Bouncing Between Extremes
In
her book Facing Codependence, Pia Melody points out the fact that
codependents tend to bounce between extremes. We can bounce from low
self-esteem to arrogant, from too vulnerable to invulnerable, from good
boy/girl to bad and rebellious, from overly dependent to anti-dependent, and from
controlling to chaotic.
I
know what it’s like to bounce between all of those extremes. Before recovery, I
didn’t have a clue what I was doing when I allowed myself to swing like a pendulum
between extremes. Now I do. I am aware when I go from feeling empowered to
totally disempowered. And that’s a really painful bounce for me because the
feelings of being disempowered are ingrained from childhood. Mentally, they
make no sense to me. I know I’m not truly disempowered, but my feelings don’t
agree. In fact, my feelings violently disagree.
At
least now I know that these feelings of disempowerment are not really about the
NOW. They aren’t about the reality of the present moment. They are about unresolved
issues and feelings from the past that haunt me like the greatest of
nightmares. And, unfortunately, I have to allow those feelings to be present
and I have to be present to them until they pass through me and are released
back into the universe.
Sometimes
I think it would be a good idea to give them back to the persons who evoked
them. If a feeling of disempowerment came from my father berating me with his
harsh words and his backhand when I was five, then in my mind I need to say to
him “Here. Here’s your anger and your rage and your belittlement. I’m giving it
back to you. I know longer wish to feel disempowered.

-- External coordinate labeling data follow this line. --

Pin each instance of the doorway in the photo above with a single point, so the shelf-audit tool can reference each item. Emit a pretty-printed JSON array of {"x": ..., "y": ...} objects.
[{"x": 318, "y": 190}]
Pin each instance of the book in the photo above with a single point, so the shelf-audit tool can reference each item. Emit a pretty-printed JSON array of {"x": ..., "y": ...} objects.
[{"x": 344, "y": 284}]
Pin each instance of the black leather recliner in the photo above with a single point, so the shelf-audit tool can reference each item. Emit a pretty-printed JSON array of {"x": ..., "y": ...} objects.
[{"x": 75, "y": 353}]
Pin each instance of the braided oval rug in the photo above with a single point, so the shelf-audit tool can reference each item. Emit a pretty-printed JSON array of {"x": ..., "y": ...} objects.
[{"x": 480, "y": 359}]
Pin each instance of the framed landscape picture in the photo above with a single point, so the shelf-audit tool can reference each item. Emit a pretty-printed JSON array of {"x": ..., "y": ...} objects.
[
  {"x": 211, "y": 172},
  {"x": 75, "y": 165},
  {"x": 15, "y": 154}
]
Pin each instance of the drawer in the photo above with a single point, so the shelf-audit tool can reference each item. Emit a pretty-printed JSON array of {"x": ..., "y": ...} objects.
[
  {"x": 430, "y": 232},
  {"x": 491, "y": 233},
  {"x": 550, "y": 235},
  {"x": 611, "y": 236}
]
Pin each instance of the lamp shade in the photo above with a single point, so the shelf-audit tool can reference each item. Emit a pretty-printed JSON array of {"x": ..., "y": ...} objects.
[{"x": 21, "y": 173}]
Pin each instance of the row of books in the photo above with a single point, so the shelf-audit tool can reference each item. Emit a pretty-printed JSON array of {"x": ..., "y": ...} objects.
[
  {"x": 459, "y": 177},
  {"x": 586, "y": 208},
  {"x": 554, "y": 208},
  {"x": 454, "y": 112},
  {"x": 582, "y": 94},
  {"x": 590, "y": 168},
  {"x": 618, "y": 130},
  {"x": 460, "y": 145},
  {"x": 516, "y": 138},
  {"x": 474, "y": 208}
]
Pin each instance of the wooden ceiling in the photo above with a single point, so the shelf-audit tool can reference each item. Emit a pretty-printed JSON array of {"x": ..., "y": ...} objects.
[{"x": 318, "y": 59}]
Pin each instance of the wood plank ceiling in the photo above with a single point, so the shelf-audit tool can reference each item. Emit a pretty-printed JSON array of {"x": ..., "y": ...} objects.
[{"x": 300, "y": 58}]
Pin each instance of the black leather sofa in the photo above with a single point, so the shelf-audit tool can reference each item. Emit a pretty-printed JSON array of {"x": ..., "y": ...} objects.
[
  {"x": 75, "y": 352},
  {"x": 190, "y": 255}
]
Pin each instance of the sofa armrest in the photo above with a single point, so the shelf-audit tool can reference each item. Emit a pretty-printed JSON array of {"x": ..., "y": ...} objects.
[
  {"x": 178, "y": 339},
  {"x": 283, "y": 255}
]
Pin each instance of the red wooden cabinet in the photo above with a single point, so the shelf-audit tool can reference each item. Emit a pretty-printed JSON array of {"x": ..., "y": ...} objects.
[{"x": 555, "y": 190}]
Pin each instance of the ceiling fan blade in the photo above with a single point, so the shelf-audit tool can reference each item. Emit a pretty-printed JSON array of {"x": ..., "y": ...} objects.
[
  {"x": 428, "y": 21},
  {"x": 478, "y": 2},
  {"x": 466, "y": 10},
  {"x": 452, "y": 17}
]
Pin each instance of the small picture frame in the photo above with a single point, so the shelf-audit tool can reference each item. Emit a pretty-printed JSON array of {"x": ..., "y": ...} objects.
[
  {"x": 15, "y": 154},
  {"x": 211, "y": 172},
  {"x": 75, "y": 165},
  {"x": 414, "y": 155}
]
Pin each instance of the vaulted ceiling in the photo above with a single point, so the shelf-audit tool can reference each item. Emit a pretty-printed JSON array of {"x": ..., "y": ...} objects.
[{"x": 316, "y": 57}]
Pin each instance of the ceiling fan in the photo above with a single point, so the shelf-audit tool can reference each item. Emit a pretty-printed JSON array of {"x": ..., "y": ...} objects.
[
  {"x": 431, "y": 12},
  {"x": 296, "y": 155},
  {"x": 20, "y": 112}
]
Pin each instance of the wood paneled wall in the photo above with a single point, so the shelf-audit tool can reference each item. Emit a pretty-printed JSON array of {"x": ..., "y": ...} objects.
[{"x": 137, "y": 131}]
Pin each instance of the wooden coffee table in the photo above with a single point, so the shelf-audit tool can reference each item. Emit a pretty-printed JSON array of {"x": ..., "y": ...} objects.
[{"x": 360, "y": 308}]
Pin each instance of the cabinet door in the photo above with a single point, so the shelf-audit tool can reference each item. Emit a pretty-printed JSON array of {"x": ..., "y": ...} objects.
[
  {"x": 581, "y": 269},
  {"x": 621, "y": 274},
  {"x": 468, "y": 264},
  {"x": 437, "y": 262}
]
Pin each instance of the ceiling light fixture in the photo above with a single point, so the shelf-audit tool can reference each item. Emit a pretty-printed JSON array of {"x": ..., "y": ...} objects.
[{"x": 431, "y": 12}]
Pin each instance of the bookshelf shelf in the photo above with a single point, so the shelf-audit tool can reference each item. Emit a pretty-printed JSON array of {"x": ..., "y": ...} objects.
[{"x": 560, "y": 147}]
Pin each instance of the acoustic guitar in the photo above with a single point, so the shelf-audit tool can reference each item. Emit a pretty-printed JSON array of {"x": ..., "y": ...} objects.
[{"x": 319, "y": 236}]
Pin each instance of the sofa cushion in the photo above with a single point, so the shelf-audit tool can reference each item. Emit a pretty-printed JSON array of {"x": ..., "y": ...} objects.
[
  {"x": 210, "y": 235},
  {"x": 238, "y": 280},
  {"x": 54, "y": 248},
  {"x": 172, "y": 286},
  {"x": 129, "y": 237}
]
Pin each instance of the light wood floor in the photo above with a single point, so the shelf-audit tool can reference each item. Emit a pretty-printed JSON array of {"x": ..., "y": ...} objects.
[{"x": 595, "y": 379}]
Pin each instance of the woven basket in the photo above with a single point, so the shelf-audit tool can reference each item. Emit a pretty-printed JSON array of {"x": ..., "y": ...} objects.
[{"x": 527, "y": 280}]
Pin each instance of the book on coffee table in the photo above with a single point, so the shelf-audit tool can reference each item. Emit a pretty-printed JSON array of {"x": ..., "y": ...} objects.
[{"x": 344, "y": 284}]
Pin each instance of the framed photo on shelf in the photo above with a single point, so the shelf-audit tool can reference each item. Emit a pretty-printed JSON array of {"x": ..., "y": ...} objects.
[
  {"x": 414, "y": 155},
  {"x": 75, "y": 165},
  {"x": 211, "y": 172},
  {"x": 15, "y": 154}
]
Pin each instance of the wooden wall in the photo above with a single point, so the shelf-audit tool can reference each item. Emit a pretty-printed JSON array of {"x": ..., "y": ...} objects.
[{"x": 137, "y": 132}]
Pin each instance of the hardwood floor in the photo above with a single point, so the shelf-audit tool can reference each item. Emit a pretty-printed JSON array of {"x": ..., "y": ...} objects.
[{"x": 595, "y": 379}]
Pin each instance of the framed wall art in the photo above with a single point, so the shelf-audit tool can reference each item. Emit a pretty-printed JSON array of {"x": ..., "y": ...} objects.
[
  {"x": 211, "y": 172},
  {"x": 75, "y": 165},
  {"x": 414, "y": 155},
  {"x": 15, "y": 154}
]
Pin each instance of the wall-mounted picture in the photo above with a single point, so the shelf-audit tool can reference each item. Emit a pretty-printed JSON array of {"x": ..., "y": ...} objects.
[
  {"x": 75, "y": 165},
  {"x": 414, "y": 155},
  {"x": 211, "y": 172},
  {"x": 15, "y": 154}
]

I reclaim my personal
power from you.”
Part
of my problem with feeling disempowered is also about the fact that I was
raised to be the perfect good boy. Being the perfect good boy meant that I took
on a lot of unreasonable expectations that belonged to my parents, teachers,
etc. and I made them my own. Today, I want to disavow ownership of those
expectations. I don’t want to pretend to be perfect anymore and I don’t want to
be the good boy. I want to be REAL.
Sometimes
in recovery we need to consciously bounce between extremes like good boy/girl
and rebellious. We need to do this with awareness, however. We need to be able
to experience both extremes and then find our true reality, our REALNESS, in
the middle of those extremes.
Sometimes
we need to consciously experience being overly polite and sometimes we need to experience
saying “Bite me!” Eventually, we will realize that the truth is in between
these extremes. We will learn we can be polite but still set proper boundaries;
we can temper indignation/honesty with kindness.
Or
we need to be able to know what it’s like to do a good job, say at work, but we
also need to know that failure is an acceptable option. We don’t have to be
perfect, but we need to learn from our mistakes and own up to them without
feeling bad about ourselves. That’s reality. That’s being REAL.
So
now, when I find myself still bouncing between extremes, I consciously work at
finding my true place, my true fit, somewhere in the middle of those extremes.
And I’m OK. I’m good enough right there in that space.